Ma mentre subiva l'impressione che gli oggetti gli parlassero così, una voce interna gli ripeteva che non doveva sottomettersi al passato e che poteva fare di sè tutto quel che voleva.

da Anna Karénina di Lev N. Tolstòj

Leggendo queste parole per la prima volta penso che il mio cuore abbia saltato un battito, forse due.
Vi è mai capitato di trovarvi talmente in una frase da pensare che avreste potuto scriverla voi, se v'avessero dato le giuste parole?
E' stato questo il sentimento che ho provato, mentre man mano il loro significato si depositava nella mia mente; e ora, ogni volta che le rileggo, sapendo quanto dell'autore è stato infuso nel personaggio di Levin, penso che mi sarebbe piaciuto conoscere Lev, mi sarebbe piaciuto confrontarmi con lui e chiedergli se davvero anche lui ha provato quella sensazione di massima speranza e massima disperazione, nello stesso momento.
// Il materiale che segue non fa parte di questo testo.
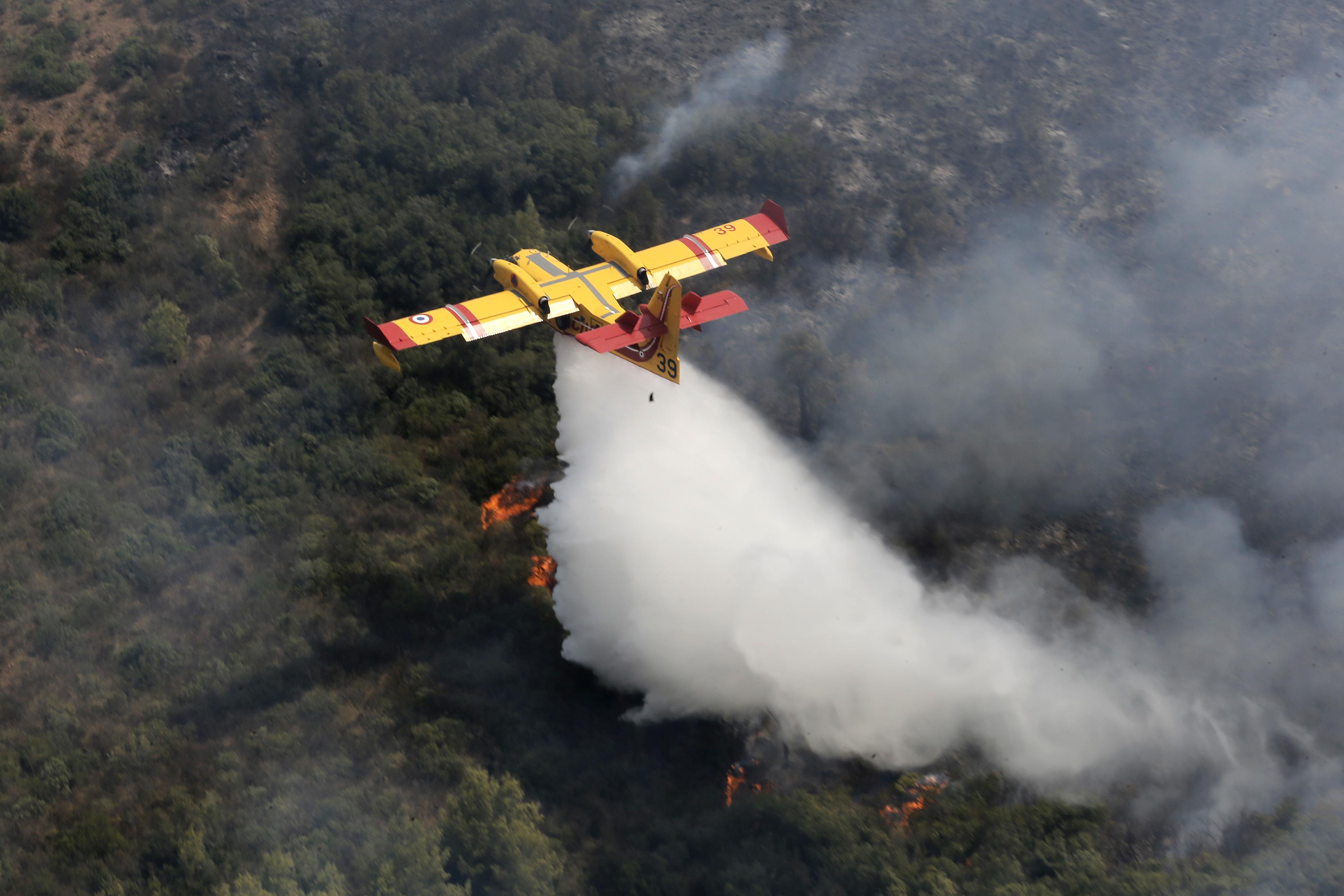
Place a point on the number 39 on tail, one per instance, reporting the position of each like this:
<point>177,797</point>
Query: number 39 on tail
<point>585,304</point>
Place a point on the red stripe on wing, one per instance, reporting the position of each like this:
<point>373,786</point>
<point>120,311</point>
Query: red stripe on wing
<point>389,335</point>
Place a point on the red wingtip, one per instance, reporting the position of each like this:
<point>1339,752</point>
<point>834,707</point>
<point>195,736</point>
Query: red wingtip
<point>372,328</point>
<point>775,213</point>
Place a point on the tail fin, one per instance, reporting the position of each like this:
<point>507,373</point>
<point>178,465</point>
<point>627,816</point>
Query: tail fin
<point>659,355</point>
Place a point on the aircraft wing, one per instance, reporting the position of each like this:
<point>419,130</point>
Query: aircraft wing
<point>475,319</point>
<point>697,253</point>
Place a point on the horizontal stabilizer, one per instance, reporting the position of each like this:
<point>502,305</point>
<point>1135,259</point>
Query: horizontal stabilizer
<point>701,309</point>
<point>631,328</point>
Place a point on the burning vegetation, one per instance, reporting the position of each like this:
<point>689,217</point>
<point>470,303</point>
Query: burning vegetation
<point>739,780</point>
<point>513,502</point>
<point>916,799</point>
<point>544,573</point>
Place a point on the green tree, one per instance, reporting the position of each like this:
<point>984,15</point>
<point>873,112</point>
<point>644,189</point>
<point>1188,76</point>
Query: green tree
<point>497,840</point>
<point>18,210</point>
<point>44,70</point>
<point>166,332</point>
<point>58,432</point>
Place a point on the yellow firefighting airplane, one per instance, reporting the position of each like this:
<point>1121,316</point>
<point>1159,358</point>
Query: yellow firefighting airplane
<point>585,303</point>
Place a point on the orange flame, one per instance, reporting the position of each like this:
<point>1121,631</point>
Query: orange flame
<point>737,781</point>
<point>900,815</point>
<point>544,573</point>
<point>513,500</point>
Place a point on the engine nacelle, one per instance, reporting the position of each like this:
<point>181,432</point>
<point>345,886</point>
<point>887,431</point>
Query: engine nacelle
<point>611,249</point>
<point>510,276</point>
E' così che ho deciso. Ho deciso che questo sarà il mio proposito per l'anno nuovo, con più di un mese di ritardo; d'ora in poi prenderò la vita come insegna questa citazione, per bocca di Levin: anche se spesso tutto ciò che hai attorno ti si mostra contrario, l'unica voce che bisgona ascoltare è quella interiore che dice di non arrenderti, di lasciare il tuo solco su questa terra, di perseguire il tuo obbiettivo.
Resa così, "in soldoni", mi rendo conto di sminuire, forse, quella che è la sua portata a livello etico e artistico; spero mi perdonerete. Più di tutto, spero mi perdoni Tolstòj.
Ancora di più, spero che questa citazioni illumini voi, anche per un secondo solo.


C.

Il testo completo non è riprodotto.